Furthermore, there’s only one vagina while there are two different penises with three different sizes: CD Projekt’s priorities feel as gendered as the character creator. You can’t change the size of your nose, and real vaginas come in a lot of different shapes, but they decided to focus on the size of the penis instead.
Why was I so affected by the shortcoming of Cyberpunk 2077’s editor? Maybe, it’s because of the detachment between the potential of the cyberpunk genre and how Cyberpunk 2077 turned out. Even with its character editor, the game comes really close to doing something interesting. I can almost see it: I can imagine a character editor that would allow me to create my 2077’s persona, neither man nor woman, neither masculine nor feminine, in a future where we are not either human or machine anymore. Character editors have always allowed us to experiment with our gender, and Cyberpunk 2077 wastes a great opportunity to push things further than usual. For example, I really liked how XSeed’s Daemon X Machina, while restricting bodies to two gendered alternatives, allows players to change voice and gender with a cheap visit to the local clinic. Maybe Cyberpunk 2077 could give us the same opportunity at the ripperdocs (Night City’s cyberpunk doctors) we meet during the game. Gender is way less binary if you can change it at any moment, if it’s represented like an aspect of your life that you can both play and experiment within a genderfluid future where “male” and “female” just presets.
But there’s something else, too: playing with gender representation is not so interesting when you are in a game with such a ‘problematic’ marketing campaign as Cyberpunk 2077. The promotional material for the game showed an in-game ad (still present in the game) featuring a trans woman, her transness revealed by her erected penis.
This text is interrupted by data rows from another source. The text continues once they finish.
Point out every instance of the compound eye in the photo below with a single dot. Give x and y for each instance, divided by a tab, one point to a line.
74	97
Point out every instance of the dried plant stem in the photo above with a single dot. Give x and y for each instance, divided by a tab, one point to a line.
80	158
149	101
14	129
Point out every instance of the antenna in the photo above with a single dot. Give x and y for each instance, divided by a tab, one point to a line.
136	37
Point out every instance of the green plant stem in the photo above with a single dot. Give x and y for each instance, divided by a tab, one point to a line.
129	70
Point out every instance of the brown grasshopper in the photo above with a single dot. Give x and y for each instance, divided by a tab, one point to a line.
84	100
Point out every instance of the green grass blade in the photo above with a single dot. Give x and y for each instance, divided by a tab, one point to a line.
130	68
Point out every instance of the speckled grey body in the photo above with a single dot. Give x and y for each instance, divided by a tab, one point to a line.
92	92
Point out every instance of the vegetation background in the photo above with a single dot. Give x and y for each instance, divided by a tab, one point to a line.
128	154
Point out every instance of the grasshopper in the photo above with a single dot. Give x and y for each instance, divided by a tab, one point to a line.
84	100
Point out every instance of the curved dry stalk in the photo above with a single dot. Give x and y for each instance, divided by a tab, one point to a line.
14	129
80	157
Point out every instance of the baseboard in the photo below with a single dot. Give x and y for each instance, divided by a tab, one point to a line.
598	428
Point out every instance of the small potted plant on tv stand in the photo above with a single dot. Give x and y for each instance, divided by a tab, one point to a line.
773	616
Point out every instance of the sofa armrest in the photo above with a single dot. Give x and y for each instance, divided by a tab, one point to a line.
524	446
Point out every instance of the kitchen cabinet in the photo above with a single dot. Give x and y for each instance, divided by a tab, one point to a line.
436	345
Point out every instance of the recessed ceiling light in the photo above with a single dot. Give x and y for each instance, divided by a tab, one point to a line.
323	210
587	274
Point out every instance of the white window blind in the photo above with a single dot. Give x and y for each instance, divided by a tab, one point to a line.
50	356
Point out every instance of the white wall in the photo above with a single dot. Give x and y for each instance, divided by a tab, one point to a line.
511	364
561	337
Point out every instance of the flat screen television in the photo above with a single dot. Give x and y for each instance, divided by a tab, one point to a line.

CD Projekt RED said that the poster wanted to show how in-game evil corps were exploiting trans bodies as well, but CD Projekt itself used the poster as promotional material for the game and Yuliya “Yugoro” Ogorodnik, a cisgender woman cosplaying the model from the ad with a fake glowing penis, was even finalist at an official cosplay competition. Knowing that gender, gender identity, transness was turned into a costume in Cyberpunk 2077, I was somewhat unwilling to wear that costume myself. Social media is already filled with cis men telling us how they are going to satisfy their “futanari” fetish inside the game.
So, at the end of the day, I came back to the usual, boring, male in-game clone of myself. I’m V: part human, part machine, all he/him.